Ultimately, the success of that gruelling tour marked a turning point in her royal life. She went out a girl, she returned home a woman. It was nothing like the transformation she would undergo a few years later but it signalled the slow resurrection of her inner spirit. For a long time she had been out o
f control, unable to cope with the everyday demands of her new royal role. Now she had developed a self-assurance and experience which allowed her to perform on the public stage. There were still tears and traumas but the worst was over. She gradually started to pick up the threads of her life. For a long time she had not been able to face many of her friends. Confined to a prison, she knew that she would find it unbearable to hear the news from her former circle. In their terms, talk about their holidays, dinner parties and new jobs seemed mundane compared to her new status as an international superstar. But for Diana this chatter signified freedom, a freedom she could no longer enjoy.

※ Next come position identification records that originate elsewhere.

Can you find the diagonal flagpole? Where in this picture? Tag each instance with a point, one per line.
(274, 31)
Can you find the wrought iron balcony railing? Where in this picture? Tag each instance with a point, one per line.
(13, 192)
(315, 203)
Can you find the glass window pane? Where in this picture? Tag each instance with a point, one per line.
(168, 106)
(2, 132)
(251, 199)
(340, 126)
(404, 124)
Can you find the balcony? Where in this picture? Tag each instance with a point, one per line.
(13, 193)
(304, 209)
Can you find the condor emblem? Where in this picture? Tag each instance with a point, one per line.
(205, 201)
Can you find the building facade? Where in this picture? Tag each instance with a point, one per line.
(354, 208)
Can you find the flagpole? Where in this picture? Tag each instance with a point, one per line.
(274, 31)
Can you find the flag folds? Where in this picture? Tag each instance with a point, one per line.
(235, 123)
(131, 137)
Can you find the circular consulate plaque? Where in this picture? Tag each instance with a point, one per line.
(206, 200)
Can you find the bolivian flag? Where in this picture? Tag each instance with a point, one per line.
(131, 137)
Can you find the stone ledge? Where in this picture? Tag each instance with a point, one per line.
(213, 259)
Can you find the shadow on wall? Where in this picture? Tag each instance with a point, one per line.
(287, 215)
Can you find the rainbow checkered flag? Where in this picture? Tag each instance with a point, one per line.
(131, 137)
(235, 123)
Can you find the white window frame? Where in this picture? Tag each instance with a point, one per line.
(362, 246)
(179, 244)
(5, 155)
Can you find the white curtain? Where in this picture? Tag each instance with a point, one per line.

At the same time Diana did not want her friends to see her in such a wretched, unhappy state. She was rather like an injured animal, wanting to lick her wounds in peace and privacy. Following her tours of Australia and Canada she felt enough confidence to renew her friendships and wrote a number of letters asking how everyone was and what they were doing. One was to Adam Russell, whom she arranged to meet at an Italian restaurant in Pimlico.
The woman he saw was very different from the happy, mischievous girl he knew from the ski slopes. More confident certainly but beneath the banter Diana was a very lonely and unhappy young woman. ‘She was really feeling the bars of the cage chafing. At that time she hadn’t come to terms with them,’ he recalled.